Re-Fade

Some years ago I wrote a piece called The Fade, about the impact a shelf-full of faded book spines had on my feelings about home. I should write a sequel, because it’s happened again—not because a tree was chopped down this time, but because I built bookshelves right next to the window of our top-floor Edinburgh flat when we moved in four years ago. You wouldn’t think there’d be enough sunlight in Scotland to fade anything, but there is, and even some books I bought here in the past decade have suffered. So I did some research on anti-UV window film, ordered some a month ago, and this morning finally installed it. Cutting the stuff to size was tricky, and squeegying bubbles out with a credit card was trickier, so the results are annoyingly imperfect; but I think I value the books more than a few air bubbles and plastic wrinkles on the double-glazing.

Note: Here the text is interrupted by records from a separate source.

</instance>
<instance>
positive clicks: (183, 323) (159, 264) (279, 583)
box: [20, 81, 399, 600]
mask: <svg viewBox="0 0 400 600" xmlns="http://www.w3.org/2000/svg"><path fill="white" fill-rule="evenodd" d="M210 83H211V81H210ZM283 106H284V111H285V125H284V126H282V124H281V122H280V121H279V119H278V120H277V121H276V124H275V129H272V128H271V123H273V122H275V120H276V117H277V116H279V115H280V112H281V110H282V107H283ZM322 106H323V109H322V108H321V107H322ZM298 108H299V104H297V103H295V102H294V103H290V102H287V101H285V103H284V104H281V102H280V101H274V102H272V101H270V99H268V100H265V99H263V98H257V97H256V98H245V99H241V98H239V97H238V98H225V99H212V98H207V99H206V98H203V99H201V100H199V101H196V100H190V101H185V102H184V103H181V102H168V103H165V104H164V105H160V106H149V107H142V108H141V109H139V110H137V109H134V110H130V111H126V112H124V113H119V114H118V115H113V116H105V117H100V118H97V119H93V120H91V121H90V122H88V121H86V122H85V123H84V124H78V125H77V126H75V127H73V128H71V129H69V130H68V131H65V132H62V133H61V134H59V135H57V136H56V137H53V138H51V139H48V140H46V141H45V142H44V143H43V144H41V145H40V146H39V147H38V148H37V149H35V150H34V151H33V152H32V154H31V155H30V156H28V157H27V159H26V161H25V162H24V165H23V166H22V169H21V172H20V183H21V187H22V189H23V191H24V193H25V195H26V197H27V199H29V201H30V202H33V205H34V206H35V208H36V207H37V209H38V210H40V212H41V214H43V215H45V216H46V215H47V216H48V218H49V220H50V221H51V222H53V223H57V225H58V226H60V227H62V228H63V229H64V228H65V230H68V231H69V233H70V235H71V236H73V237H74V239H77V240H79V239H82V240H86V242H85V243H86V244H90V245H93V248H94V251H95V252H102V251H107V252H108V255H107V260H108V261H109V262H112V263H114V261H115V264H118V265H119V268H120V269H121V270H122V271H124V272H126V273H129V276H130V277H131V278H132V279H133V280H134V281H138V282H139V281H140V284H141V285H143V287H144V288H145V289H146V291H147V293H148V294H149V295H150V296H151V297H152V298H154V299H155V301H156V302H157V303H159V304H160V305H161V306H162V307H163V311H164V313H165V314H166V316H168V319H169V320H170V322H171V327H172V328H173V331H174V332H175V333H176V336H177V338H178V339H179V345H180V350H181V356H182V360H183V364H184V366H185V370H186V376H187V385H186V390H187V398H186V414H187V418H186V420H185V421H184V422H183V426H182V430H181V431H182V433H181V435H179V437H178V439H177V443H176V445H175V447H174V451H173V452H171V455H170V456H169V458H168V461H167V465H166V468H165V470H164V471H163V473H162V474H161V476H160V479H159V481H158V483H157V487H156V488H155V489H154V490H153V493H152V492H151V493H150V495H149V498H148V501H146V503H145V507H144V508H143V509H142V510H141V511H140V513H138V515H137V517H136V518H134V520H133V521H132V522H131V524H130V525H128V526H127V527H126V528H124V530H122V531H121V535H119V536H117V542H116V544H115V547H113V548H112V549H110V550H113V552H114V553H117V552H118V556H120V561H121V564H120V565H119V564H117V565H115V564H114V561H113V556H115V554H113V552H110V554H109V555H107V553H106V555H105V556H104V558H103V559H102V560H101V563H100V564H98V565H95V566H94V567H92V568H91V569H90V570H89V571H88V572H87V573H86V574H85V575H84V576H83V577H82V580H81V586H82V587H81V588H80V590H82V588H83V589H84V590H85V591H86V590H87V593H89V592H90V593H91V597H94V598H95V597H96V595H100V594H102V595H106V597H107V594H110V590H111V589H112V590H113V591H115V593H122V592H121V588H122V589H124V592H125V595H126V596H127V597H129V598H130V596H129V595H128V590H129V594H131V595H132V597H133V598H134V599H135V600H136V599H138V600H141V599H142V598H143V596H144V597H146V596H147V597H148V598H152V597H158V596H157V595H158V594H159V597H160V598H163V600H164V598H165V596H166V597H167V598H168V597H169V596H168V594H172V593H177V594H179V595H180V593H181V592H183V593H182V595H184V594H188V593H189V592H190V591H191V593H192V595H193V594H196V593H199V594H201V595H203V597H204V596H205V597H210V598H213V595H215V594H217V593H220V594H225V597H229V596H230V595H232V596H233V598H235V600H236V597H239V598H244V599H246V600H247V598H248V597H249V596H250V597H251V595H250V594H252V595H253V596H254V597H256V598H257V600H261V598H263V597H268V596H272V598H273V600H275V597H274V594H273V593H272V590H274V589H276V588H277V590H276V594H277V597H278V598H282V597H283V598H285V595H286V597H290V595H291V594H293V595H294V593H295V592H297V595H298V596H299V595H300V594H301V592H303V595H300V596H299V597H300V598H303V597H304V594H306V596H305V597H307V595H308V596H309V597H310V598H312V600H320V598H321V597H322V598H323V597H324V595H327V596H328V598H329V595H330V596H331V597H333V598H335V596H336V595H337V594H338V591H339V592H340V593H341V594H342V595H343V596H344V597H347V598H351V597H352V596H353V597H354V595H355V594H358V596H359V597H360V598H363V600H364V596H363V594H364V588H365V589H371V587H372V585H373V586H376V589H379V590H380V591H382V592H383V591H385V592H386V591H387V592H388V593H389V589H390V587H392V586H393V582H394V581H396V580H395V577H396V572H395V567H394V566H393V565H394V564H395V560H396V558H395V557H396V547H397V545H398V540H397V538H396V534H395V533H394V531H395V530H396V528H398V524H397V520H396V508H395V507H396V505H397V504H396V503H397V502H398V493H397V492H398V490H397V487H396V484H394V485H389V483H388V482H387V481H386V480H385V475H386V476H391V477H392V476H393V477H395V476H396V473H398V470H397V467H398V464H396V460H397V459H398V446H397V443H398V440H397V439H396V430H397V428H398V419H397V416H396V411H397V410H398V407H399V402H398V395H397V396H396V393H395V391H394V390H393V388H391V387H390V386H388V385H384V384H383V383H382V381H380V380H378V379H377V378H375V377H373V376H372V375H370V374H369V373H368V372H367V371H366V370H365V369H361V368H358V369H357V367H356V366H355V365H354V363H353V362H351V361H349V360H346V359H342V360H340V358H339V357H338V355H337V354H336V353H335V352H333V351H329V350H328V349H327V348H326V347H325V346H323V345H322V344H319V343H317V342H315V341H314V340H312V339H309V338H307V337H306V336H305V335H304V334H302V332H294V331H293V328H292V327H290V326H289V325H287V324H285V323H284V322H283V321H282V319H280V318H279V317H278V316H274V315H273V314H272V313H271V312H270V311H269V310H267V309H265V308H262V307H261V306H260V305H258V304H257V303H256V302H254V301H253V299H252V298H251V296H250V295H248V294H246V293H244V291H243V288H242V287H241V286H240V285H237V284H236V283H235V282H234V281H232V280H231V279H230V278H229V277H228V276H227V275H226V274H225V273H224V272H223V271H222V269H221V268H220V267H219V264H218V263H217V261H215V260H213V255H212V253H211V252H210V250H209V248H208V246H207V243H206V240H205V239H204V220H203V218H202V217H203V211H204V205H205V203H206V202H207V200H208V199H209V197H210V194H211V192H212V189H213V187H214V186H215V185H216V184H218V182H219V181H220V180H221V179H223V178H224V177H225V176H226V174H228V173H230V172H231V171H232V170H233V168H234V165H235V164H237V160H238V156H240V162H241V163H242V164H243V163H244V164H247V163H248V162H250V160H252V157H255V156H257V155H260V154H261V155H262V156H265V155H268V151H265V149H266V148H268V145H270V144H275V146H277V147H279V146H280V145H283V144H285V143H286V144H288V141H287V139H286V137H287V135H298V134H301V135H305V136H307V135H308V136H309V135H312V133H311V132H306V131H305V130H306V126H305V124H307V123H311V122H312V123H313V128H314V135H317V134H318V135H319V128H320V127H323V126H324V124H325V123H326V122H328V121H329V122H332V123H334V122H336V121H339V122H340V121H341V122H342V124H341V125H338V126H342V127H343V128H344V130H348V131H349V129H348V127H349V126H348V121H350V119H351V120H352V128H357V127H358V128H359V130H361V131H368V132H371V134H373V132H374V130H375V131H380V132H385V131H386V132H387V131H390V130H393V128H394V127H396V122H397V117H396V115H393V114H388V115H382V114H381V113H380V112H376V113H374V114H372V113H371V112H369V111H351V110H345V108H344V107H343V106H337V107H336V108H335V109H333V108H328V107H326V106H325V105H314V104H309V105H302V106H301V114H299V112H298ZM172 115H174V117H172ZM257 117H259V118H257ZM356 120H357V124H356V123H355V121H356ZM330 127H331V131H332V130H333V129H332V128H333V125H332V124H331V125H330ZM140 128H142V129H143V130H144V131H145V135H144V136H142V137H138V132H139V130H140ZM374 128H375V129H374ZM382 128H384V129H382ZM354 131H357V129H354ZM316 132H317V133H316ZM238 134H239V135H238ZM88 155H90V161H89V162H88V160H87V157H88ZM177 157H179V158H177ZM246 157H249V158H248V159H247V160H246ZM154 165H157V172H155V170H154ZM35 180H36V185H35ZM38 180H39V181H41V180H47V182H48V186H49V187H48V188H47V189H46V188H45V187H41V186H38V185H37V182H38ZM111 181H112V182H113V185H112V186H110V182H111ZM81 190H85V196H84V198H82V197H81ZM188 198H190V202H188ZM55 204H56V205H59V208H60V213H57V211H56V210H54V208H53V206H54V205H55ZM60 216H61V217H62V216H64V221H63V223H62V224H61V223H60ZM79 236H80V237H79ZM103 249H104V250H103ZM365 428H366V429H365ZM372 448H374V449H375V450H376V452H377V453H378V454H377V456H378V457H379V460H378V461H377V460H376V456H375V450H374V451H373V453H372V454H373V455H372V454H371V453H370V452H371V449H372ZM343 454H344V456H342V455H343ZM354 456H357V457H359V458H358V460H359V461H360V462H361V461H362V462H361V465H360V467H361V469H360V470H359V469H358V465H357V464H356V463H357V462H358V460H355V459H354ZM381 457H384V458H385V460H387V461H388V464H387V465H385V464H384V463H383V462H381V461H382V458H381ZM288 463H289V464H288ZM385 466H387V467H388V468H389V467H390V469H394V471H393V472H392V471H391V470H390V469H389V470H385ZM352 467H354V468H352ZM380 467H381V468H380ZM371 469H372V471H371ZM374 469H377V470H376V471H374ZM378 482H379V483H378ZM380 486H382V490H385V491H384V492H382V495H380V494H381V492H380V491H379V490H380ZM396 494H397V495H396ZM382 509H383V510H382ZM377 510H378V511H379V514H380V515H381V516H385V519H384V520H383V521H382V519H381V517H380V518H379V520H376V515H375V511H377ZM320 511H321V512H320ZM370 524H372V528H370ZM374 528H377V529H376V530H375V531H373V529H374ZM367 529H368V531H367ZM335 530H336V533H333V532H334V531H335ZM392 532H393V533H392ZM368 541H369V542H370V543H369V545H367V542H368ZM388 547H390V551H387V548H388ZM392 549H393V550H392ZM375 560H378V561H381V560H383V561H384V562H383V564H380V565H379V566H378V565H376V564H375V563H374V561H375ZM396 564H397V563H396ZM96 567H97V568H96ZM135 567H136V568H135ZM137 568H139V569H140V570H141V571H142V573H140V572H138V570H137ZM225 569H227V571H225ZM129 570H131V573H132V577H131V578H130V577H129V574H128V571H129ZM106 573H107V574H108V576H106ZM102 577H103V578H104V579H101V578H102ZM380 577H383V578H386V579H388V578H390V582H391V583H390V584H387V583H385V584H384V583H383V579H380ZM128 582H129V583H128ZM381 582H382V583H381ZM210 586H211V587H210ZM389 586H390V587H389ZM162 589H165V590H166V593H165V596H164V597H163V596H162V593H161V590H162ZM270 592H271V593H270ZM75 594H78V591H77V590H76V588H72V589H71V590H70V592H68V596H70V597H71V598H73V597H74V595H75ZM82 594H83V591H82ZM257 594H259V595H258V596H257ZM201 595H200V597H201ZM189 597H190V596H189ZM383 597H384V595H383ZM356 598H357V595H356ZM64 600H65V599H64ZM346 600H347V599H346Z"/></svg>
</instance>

I think I do, but it’s getting harder to be sure. Those books are looking more and more like relics, because I so rarely add to them nowadays; at least, not the large paperbacks and hardbacks shelved next to the window. Even the paperbacks at the other (darker) end of the room aren’t multiplying quite as quickly as they did, thanks to lack of time to browse bookshops, lack of time and inclination for reading them, and competition from electronic devices that serve up a day’s quota of words and images in a few clicks and swipes. The ones that I never got around to reading are reaching (or past) the point when I know I never will, and one day I’ll pack them up and bundle them off to a charity shop (selling them on Amazon is too much work for too little return), keeping only my favourites. Then the ones that are left really will be a fading memento of fading literary loves.

Until the kids take on interest, of course. For now, they’re focussed on all the picture books I’ve been buying and reading them for the past 4-5 years, but my son isn’t far off the age I was when I first discovered Peanuts, Tintin, Asterix and science fiction. Seeing how they hold up against the many other entertainments competing for their attention will be fun to watch.